Part 7: What if ... Earth were twice as big?
http://www.lifeslittlemysteries.com/145 ... e-big.html
If Earth's diameter were doubled to about 16,000 miles, the planet's mass would increase eight times, and the force of gravity on the planet would be twice as strong.

Life would be: Built and proportioned differently.

If gravity were twice as strong , bodies possessing the same construction and mass as our flora and fauna would weigh twice as much and would collapse. It'd be "timber!" for tall, thick trees such as redwoods. Large, sunward-reaching plants might still develop, but would require stiffer architectures of cellulose fibers or another material altogether.

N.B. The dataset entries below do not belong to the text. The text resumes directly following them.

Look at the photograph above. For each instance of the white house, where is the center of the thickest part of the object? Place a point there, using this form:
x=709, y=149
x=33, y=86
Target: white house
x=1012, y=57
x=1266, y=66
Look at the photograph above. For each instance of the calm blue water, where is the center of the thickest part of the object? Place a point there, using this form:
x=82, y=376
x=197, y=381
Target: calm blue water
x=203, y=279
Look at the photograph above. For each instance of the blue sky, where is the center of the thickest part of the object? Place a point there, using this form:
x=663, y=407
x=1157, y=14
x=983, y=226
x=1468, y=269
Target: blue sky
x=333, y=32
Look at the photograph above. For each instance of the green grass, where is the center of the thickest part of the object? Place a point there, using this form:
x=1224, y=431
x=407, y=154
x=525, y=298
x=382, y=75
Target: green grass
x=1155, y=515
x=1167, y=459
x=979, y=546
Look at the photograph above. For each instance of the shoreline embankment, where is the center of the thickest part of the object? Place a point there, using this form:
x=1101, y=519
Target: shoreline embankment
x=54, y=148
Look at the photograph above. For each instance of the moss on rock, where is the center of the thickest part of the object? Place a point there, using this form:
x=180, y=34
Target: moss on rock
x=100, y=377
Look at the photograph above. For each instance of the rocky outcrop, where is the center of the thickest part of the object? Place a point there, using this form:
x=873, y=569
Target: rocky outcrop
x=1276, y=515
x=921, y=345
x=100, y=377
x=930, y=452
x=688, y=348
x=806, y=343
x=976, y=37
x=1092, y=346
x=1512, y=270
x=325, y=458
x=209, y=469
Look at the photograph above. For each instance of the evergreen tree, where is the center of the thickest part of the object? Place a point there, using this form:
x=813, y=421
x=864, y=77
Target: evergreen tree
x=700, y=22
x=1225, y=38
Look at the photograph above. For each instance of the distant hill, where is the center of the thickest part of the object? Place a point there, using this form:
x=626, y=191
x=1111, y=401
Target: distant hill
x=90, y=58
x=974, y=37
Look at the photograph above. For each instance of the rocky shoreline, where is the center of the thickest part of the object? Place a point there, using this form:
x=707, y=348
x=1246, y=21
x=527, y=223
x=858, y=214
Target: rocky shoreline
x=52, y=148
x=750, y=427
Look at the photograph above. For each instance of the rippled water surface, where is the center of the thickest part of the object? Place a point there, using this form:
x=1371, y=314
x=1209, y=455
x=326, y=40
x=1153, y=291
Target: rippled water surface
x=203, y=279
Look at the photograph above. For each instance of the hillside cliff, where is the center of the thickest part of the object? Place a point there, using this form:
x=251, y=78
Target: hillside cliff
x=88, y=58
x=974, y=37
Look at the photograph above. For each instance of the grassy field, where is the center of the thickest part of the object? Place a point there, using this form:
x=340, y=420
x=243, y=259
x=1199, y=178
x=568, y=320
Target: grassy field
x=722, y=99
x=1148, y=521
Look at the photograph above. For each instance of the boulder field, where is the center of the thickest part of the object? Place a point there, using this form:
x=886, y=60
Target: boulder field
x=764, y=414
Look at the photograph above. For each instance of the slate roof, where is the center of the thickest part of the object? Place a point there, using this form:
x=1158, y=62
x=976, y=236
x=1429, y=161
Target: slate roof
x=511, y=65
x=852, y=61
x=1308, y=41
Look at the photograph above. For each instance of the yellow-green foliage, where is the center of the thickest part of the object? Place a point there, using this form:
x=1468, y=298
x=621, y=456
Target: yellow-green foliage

Animals would have to be thicker-legged to support their weight. As for humans, our appearance would depend on the evolutionary demands placed on our biological forebears in a higher-gravity world, said Neil Comins, a professor of physics at the University of Maine. "If our ancestors had to run fast and fight hard, then we would be burly, but if not, we could be thin and light," Comins told Life's Little Mysteries.
Obviously, that assumes constant density, with mass increasing in proportion to diameter (2^3 = 8). However, If the earth's diameter doubled at constant mass, then the earth would be much less dense and surface gravity would be 0.25 g, so we would get "...a lighter, slenderer, more active type, needing less energy, less heat, less heart, less lungs, less blood." (D'Arcy Wentworth Thompson, ca 1920, speculating on the effect of halving surface gravity). In other words, we'd get very active and lightly-constructed ectotherms, and also giants. Gee, that rings a distant bell.

It's important to state one's assumptions.